The recent GENERAL HOSPITAL renaissance is credited to the innovations of the producer, Gloria Monty& She was brought on in January 1978 to wind down the show, which was about to be canceled after 15 years on the air.

Besides modernizing the scenery, costumes and music, Mrs. Monty radically accelerated the pace of the show. She added a sometimes fantastic element of mystery and adventure and a measure of comedy. Most important, Mrs. Monty introduced the useful characters who have become the idols of daytime television, Luke and his lady love, Laura.

The Luke and Laura affair brought "G.H." not only success but a great deal of notoriety. On Oct. 5, 1979, the two became lovers when Luke raped Laura at the discotheque he managed. Mrs. Monty, who masterminded the scene, has been criticized for promoting the view of rape as an erotic act, invited by the woman.

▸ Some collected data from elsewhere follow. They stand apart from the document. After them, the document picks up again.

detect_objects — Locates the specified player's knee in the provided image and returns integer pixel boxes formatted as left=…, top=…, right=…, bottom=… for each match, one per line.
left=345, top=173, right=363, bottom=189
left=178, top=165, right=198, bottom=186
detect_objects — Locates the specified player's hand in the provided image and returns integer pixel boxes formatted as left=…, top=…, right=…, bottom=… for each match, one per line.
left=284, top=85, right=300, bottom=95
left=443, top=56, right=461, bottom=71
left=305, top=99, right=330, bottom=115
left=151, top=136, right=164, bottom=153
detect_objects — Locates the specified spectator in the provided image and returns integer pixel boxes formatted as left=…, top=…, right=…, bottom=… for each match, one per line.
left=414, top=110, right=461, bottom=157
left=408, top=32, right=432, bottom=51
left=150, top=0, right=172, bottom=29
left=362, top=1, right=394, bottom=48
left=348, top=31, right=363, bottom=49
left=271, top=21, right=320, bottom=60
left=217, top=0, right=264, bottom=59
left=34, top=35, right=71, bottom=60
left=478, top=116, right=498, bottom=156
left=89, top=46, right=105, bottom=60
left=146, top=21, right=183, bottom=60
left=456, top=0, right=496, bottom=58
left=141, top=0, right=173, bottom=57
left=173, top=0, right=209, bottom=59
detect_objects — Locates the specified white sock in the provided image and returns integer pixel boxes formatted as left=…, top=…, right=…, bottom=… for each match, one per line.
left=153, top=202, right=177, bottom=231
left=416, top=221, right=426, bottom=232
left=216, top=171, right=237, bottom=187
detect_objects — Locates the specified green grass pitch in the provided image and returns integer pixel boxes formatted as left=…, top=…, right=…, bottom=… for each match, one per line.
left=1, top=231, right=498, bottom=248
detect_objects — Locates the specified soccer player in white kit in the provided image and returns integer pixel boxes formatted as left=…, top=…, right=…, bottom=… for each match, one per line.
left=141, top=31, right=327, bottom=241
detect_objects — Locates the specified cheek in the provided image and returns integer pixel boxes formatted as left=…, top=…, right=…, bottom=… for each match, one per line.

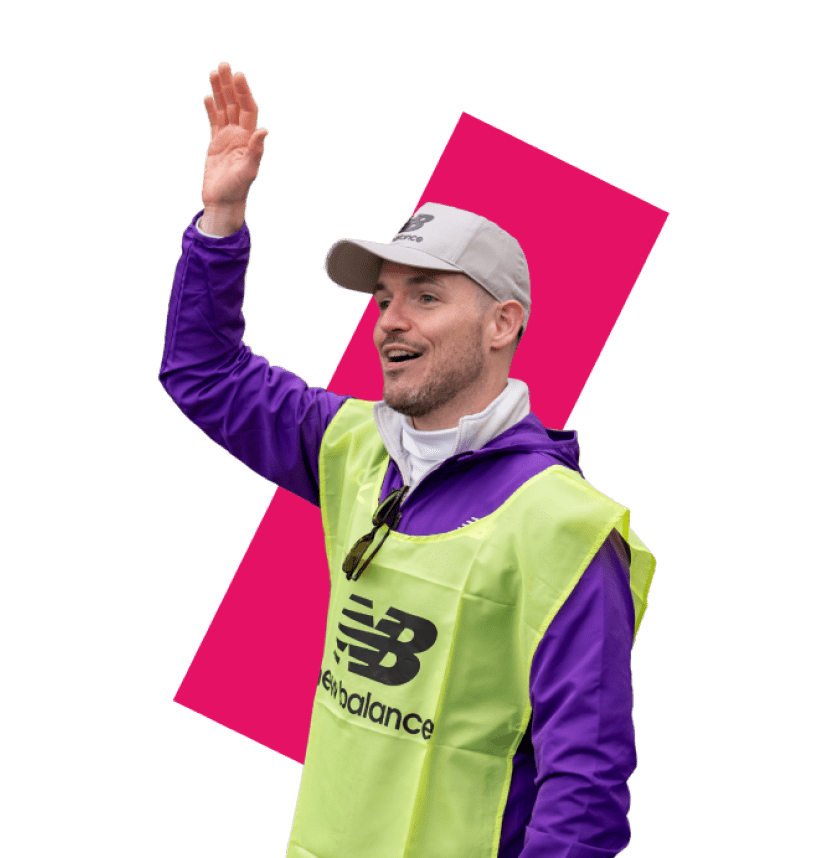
left=444, top=326, right=481, bottom=358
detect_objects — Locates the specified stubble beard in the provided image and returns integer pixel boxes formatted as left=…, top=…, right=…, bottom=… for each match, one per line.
left=383, top=330, right=487, bottom=420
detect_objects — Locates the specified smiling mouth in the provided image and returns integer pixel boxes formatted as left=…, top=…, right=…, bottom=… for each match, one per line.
left=383, top=354, right=420, bottom=373
left=383, top=348, right=422, bottom=365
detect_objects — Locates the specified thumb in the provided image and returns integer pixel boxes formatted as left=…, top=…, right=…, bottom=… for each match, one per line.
left=248, top=128, right=269, bottom=162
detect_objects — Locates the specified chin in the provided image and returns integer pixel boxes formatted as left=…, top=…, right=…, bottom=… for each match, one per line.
left=383, top=385, right=444, bottom=420
left=382, top=385, right=420, bottom=418
left=386, top=401, right=428, bottom=419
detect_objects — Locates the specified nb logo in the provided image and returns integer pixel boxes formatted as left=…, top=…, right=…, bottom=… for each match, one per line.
left=398, top=213, right=435, bottom=233
left=335, top=594, right=438, bottom=686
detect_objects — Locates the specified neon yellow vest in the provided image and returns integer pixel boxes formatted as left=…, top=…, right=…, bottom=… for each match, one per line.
left=287, top=400, right=655, bottom=858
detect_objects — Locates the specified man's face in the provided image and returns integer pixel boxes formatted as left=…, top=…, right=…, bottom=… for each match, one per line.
left=373, top=261, right=493, bottom=427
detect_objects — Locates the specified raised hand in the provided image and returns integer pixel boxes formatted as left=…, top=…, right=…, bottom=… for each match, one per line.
left=200, top=63, right=268, bottom=236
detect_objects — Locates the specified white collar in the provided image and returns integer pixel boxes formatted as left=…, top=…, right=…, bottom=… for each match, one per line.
left=373, top=379, right=530, bottom=489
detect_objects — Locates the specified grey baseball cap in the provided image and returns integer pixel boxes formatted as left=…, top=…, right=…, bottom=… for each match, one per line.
left=325, top=202, right=531, bottom=327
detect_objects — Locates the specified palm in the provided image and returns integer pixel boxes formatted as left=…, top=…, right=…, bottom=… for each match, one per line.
left=203, top=125, right=258, bottom=206
left=201, top=64, right=267, bottom=208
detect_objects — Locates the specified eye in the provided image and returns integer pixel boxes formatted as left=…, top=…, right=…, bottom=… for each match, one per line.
left=378, top=299, right=391, bottom=311
left=419, top=293, right=438, bottom=304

"G.H." fans seem unfazed by a growing public alarm over the recent increase in violence on the show. Joanne Stitz, who teaches economics at the University of Massachusetts and tapes three and a half hours of soaps a day, is insulted by the suggestion that "G.H." is warping its audience. "We don't take the soaps seriously enough to be offended," she says.

In contrast to the self-serious "Trekkies" of yesterday, "G.H." addicts are constantly asserting the frivolity of their habit. True, they discussed characters "as if they were friends" says a Harvard senior, David Margolin, president of the Council for the Performing Arts. But there's no danger, says Mr. Margolin, of "G.H." fans becoming so absorbed in the show that, like the characters of Ray Bradbury's novel, "Fahrenheit 451," their lives merge with their favorite soaps.

And indeed, it would take a firm grip on reality to sustain a festive mood, as the partygoers did at the disco dance capping Harvard's GENERAL HOSPITAL weekend, amid waitresses attired as nurses and patients and intravenous bottles of Bloody Mary mix suspended above the bar.